L’APPUNTAMENTO di Angela Lonardo

Mancava poco alle dieci. Piero si catapultò nel piccolo caffè, travolgendo una donna che ne usciva, indolente, col suo smartphone rosa tra le mani.

Il telefonino finì rovinosamente a terra, scivolando fra le grate del tombino che occhieggiava davanti all’ingresso del bar. La ragazza sussultò contrariata, con le lacrime agli occhi.

“Come faccio ora? Su quel telefono avevo tutti i miei contatti di lavoro, i promemoria, i pin delle carte di credito, il nome della persona che dovevo incontrare stamattina. Il mio smartphone nuovo finito nella melma, tra topi e altri esseri immondi che girano tra le fogne di questa città. Non avrò mai la possibilità di recuperarlo, maledizione!”

Piero, nel precipitarsi all’interno del locale affollato, neanche si era accorto della giovane donna né del danno che le aveva procurato, per cui non immaginava di doverle chiedere scusa.

Si diresse al bancone con la velocità di una Ferrari e ordinò un caffè, mentre i suoi occhi vagavano intorno in cerca di qualcuno.

Era entrato nel locale, quella calda mattina di maggio, perché, per uno strano istinto o, forse, solo per curiosità, aveva deciso di rispondere a un’inserzione comparsa sul giornale che leggeva ogni giorno: “Bella, bionda, venticinque anni, alta un metro e sessantacinque, occhi verdi, cerca coetaneo con cui condividere la passione per i gialli e per i viaggi avventurosi”.

L’appuntamento era lì, in quel piccolo ma frequentatissimo bar, per le dieci in punto. Piero continuava concitato a guardarsi intorno, quando fu attratto da un fiore giallo disegnato sulla tazzina sporca di caffè e rossetto rosa che qualche signora, prima di lui, aveva usato per sorbire la calda, aromatica bevanda dal colore marrone scuro.

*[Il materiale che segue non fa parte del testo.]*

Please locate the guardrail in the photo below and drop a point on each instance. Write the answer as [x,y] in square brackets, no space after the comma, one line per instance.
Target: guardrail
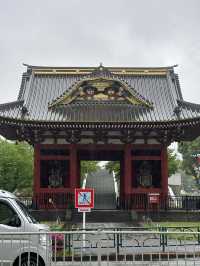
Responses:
[139,201]
[99,247]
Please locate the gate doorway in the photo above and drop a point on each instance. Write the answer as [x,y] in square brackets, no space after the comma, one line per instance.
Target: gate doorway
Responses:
[104,181]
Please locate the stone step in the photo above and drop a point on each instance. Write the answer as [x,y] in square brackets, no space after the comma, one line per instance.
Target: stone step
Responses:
[103,216]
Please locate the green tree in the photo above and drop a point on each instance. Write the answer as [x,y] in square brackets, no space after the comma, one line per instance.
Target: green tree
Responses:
[88,167]
[173,162]
[190,151]
[16,166]
[114,166]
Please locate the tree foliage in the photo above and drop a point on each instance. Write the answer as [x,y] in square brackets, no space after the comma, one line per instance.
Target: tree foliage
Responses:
[88,167]
[190,151]
[173,162]
[16,166]
[114,166]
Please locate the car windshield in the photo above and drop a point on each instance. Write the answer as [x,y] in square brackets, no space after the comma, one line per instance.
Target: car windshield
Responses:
[26,212]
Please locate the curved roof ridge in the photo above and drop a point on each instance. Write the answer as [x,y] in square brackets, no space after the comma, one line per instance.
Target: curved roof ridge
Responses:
[11,104]
[94,67]
[103,72]
[183,103]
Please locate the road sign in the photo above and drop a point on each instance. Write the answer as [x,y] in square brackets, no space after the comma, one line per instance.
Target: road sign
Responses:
[84,198]
[154,198]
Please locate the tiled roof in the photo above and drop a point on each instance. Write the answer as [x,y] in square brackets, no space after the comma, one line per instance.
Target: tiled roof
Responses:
[43,85]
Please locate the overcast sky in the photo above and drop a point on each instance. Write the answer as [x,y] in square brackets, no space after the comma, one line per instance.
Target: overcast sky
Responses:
[87,32]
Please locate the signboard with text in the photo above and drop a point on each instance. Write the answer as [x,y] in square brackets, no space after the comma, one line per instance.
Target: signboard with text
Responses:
[84,199]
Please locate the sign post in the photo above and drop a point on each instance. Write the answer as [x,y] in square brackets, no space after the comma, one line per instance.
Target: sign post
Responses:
[84,202]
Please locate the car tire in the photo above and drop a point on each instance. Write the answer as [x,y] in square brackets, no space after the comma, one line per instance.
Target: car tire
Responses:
[25,261]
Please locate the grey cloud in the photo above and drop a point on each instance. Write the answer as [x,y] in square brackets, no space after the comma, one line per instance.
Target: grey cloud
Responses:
[115,32]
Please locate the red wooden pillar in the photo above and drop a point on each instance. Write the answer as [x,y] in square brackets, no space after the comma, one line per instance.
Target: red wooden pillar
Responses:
[36,175]
[74,175]
[127,184]
[164,167]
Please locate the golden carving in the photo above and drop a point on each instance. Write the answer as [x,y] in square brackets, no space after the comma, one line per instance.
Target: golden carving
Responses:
[100,89]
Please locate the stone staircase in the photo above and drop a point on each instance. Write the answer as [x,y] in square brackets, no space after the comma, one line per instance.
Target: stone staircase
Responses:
[105,201]
[103,184]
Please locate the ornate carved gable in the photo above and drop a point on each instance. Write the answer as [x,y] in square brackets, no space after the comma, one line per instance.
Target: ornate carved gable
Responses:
[101,86]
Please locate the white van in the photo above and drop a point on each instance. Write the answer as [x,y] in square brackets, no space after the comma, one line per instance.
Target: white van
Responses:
[18,250]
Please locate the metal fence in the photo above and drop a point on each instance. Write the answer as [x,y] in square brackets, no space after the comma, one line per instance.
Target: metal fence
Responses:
[138,201]
[101,247]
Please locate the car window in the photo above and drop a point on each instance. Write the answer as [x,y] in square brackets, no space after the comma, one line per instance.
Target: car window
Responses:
[8,216]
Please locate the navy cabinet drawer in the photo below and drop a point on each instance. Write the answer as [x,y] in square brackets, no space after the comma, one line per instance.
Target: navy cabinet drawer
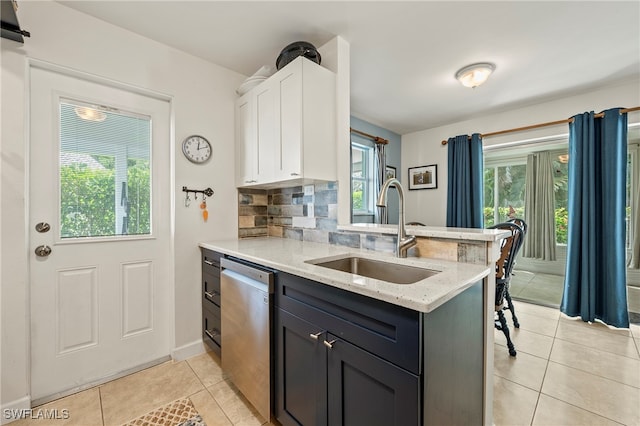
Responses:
[391,332]
[211,326]
[211,288]
[210,262]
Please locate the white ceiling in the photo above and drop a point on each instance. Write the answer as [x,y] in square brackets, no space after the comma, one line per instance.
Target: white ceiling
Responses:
[404,54]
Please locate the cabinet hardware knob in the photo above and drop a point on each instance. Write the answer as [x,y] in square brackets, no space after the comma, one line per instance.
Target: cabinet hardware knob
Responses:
[315,335]
[213,335]
[43,251]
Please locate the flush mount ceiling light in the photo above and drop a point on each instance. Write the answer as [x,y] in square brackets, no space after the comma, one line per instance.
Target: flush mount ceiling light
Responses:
[90,114]
[475,74]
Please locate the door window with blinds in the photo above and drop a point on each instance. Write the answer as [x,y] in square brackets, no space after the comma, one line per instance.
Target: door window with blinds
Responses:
[104,172]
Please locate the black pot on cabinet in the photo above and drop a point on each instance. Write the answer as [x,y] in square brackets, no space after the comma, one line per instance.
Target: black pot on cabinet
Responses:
[299,48]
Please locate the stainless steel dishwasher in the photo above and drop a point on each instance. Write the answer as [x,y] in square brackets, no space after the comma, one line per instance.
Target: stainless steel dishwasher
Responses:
[246,290]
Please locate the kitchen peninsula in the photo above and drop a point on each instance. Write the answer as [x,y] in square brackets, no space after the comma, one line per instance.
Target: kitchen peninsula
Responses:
[346,344]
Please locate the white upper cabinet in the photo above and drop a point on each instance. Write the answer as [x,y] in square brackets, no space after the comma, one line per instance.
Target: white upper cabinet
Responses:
[246,144]
[286,127]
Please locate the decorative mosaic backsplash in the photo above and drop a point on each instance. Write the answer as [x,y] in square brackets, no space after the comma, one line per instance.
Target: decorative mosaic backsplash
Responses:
[310,213]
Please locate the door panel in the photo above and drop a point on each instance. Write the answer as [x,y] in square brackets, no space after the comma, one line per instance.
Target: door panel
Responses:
[100,305]
[366,390]
[301,372]
[76,328]
[137,298]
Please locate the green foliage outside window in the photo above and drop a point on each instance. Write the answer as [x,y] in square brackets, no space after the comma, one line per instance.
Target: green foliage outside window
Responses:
[88,204]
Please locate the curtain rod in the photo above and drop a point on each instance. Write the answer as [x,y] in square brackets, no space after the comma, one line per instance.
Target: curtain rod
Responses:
[376,139]
[549,123]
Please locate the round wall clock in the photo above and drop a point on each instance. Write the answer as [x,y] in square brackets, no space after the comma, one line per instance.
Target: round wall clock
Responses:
[196,148]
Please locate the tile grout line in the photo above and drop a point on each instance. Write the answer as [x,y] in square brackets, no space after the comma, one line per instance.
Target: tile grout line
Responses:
[101,408]
[583,409]
[206,389]
[546,369]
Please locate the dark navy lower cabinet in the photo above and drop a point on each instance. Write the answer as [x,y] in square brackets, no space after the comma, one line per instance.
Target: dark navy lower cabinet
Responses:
[211,313]
[364,389]
[327,371]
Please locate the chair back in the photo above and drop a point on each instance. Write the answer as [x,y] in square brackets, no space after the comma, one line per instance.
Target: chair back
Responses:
[509,249]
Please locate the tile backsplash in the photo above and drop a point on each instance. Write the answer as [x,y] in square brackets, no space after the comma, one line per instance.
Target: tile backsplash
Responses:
[308,213]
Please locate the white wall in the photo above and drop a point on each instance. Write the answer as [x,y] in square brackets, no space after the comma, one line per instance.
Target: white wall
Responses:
[202,97]
[422,148]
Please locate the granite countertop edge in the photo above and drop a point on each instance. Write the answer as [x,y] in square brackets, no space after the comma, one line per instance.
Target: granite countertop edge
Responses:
[291,256]
[481,234]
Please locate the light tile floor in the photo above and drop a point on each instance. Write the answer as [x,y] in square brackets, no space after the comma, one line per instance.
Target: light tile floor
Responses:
[544,289]
[567,372]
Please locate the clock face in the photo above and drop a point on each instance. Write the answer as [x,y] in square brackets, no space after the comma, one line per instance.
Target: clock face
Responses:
[196,148]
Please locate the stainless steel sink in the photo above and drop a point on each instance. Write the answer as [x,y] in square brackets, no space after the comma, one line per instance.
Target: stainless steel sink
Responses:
[377,269]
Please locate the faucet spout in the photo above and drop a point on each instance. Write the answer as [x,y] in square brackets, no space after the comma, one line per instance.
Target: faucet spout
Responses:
[404,241]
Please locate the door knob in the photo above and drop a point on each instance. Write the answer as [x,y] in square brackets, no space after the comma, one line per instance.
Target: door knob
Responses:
[43,251]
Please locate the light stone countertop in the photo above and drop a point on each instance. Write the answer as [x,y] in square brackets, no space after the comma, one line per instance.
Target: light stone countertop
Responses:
[429,231]
[290,256]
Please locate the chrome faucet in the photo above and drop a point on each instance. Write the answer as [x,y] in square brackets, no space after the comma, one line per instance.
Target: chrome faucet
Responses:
[404,242]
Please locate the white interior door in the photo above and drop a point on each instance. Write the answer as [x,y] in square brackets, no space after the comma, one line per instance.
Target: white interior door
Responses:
[100,235]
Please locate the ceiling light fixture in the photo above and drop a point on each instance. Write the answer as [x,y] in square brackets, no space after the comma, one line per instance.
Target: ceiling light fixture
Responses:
[475,74]
[90,114]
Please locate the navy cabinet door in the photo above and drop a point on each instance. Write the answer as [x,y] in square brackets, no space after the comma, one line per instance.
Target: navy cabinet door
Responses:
[366,390]
[301,371]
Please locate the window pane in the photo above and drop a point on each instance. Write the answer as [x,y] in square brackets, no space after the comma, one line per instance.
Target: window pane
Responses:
[361,179]
[510,181]
[561,194]
[488,192]
[105,174]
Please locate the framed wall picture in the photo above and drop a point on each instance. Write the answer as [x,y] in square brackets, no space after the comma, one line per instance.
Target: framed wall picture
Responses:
[425,177]
[390,172]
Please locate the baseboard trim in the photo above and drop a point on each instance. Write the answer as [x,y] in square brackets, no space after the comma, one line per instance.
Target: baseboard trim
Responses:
[17,406]
[101,381]
[189,350]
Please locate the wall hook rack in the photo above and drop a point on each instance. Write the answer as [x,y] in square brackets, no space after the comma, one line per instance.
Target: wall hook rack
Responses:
[208,192]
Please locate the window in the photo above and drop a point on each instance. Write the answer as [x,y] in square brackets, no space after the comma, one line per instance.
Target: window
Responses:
[504,187]
[504,192]
[105,172]
[362,179]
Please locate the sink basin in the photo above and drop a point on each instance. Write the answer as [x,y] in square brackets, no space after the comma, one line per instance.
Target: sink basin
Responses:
[377,269]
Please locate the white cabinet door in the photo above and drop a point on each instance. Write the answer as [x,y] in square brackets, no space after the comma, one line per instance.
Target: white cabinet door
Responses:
[266,131]
[289,158]
[246,143]
[286,127]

Il giallo splendente di quel fiore gli illuminò lo sguardo nel ricordo di quando aveva solo dieci anni e viveva sulle colline di Bellago, con la nonna Aurora, che lo aveva accolto in casa quando sua madre era fuggita via senza motivo, lasciandolo solo, e il padre Remo, sempre sommerso dal lavoro, aveva dimostrato di non avere mai tempo per occuparsi di lui.

Il prato che avvolgeva la piccola casa di Bellago, sempre inondata di sole, era costellato di piccoli fiori gialli e margherite sparse ovunque.

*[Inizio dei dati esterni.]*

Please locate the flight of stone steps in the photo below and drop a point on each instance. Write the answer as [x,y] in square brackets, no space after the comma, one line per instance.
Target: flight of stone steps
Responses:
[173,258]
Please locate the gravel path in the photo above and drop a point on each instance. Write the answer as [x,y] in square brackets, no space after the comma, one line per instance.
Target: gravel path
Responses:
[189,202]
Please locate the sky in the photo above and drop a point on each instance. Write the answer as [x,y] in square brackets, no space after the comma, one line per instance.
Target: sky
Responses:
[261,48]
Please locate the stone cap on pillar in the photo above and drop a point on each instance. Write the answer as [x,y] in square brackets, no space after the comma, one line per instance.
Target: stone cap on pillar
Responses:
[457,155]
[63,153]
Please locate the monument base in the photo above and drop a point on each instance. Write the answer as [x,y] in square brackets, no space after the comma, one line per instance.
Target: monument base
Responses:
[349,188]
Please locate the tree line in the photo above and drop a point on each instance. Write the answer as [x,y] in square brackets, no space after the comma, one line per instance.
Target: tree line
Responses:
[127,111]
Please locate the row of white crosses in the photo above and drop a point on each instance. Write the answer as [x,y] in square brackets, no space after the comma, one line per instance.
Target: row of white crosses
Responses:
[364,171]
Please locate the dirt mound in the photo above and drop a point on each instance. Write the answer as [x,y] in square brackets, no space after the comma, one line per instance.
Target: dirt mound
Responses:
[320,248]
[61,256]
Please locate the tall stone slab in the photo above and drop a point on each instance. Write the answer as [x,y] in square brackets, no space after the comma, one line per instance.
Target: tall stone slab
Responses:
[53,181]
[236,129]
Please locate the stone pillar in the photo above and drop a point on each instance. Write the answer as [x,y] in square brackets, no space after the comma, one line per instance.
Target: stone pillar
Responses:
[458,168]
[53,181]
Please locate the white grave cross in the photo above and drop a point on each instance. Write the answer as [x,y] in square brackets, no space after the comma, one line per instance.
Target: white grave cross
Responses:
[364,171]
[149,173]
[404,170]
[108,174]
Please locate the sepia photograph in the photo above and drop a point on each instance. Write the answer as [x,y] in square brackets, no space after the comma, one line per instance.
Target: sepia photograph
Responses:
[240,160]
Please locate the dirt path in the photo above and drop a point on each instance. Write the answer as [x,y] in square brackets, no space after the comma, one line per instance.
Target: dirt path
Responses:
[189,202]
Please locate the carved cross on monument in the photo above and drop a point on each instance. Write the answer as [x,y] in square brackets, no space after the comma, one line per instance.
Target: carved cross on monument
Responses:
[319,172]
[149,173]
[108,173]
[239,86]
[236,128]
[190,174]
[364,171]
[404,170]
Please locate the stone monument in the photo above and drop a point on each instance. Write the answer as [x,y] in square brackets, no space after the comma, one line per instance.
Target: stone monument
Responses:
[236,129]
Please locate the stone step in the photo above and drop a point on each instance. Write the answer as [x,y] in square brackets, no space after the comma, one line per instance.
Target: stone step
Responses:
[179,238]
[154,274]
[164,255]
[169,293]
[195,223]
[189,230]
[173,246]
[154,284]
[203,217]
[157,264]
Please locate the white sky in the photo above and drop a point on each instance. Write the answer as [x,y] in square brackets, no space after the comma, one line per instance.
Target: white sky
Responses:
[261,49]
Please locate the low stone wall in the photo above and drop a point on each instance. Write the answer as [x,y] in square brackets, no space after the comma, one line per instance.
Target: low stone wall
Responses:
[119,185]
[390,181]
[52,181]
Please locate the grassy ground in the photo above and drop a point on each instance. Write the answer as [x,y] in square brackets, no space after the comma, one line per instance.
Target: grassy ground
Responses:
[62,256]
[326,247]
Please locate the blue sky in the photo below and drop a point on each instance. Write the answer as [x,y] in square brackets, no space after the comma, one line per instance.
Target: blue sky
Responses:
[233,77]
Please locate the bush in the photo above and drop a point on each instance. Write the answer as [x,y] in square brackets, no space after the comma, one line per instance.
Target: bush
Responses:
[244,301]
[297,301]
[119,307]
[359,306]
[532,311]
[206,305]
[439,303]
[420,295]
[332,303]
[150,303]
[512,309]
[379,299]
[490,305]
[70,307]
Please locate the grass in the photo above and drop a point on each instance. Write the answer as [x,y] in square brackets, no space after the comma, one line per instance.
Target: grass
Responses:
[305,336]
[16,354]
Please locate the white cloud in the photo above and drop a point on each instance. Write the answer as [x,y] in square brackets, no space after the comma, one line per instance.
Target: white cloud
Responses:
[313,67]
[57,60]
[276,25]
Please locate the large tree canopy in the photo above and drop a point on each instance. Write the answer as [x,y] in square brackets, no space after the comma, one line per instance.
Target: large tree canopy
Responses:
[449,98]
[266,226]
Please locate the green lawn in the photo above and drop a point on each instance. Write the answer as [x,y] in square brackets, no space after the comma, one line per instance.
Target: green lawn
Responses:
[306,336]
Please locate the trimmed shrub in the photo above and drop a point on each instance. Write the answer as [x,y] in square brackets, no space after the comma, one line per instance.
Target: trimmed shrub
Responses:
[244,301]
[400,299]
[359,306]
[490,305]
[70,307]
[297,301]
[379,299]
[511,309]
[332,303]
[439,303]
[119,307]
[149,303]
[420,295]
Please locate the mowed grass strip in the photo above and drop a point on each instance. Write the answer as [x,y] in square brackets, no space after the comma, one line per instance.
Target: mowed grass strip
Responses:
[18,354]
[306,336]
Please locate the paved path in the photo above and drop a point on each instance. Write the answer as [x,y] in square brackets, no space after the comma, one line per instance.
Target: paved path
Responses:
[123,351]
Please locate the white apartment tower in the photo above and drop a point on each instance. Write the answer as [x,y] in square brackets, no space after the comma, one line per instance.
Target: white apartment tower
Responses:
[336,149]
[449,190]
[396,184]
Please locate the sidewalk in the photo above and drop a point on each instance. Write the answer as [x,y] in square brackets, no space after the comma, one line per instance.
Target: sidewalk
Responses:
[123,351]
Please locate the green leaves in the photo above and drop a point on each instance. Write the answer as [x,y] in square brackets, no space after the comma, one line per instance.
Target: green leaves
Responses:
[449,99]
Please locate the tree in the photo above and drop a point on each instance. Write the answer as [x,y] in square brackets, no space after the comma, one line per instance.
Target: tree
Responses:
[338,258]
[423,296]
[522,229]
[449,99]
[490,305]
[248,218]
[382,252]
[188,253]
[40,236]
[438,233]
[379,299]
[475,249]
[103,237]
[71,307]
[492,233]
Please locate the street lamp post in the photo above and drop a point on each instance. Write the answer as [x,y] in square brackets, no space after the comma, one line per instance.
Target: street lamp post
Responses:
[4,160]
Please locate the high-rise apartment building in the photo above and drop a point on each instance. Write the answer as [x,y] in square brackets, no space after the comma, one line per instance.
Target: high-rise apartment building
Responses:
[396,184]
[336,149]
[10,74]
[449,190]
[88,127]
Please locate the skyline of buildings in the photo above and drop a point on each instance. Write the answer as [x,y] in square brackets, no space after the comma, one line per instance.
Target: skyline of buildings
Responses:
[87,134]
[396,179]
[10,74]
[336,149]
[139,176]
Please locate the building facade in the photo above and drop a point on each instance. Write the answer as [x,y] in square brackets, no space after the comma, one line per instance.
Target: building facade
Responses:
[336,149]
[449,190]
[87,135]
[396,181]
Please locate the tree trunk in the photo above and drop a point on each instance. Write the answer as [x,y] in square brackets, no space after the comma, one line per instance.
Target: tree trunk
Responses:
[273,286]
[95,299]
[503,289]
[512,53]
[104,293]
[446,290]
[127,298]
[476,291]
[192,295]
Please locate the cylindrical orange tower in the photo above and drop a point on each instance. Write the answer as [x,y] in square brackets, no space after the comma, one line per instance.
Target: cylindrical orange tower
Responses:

In primavera era uno spettacolo da lasciare senza fiato.

Piero giurò di avvertire ancora il profumo di quei fiori e dell’aria fresca della collina su cui rotolava da bambino insieme ai suoi compagni.

Echeggiarono nella mente le parole che la nonna gli sussurrava prima del bacio della buonanotte per consolarlo e non fargli sentire l’assenza dei genitori. La nostalgia salì alla gola bloccandogli, per un attimo, il respiro.

Piero tornò alla realtà con un pensiero che si agitava nella mente, martellandogli il cervello.

Che cosa avrebbe pensato nonna Aurora di quell’incontro al buio? Era chiaro che, dietro la richiesta di conoscere una persona appassionata di libri gialli e viaggi avventurosi si nascondesse, senz’altro, una donna in cerca di avventure.

Piero si sentì un verme per aver accettato di incontrare una ragazza ignota di cui non poteva conoscere il vissuto.

Pagò il caffè, senza neanche assaggiarlo, uscì dal bar inciampando in un ciottolo che, per poco, non lo fece cadere sull’asfalto.

Pensò che fosse stato un bene che una ragazza bella, bionda, venticinque anni, alta un metro e sessantacinque, occhi verdi, non si fosse presentata a quell’appuntamento. Come segno di riconoscimento, avrebbe dovuto avere tra le mani uno smartphone rosa e lui ragazze così non ne aveva viste in quel caffè di Via Pantani.

Un topo fece capolino dalla grata di un tombino posto proprio davanti al bar. Sembrava un po’ ammaccato, come se qualcosa di pesante fosse finito sul suo minuscolo capino. Aveva un orecchio sanguinante e cercava, con aria stralunata, di emergere dalla griglia, senza riuscirvi.

Ripiombò, di colpo, nel buio della fogna da cui avrebbe voluto fuggire senza avere successo. Piero, per un istante, si preoccupò della sorte di quel povero essere. Forse sarebbe annegato nella melma dopo essere venuto meno a causa del trauma alla testa.

“Questo è un segno, cara nonna Aurora, sei stata tu ad aiutarmi da lassù per evitarmi questo appuntamento. Meno male! Ho scongiurato l’incontro  con quella donna. Tanto, di sicuro, doveva essere una gran bella stronza se non ha avuto neanche il coraggio di presentarsi!”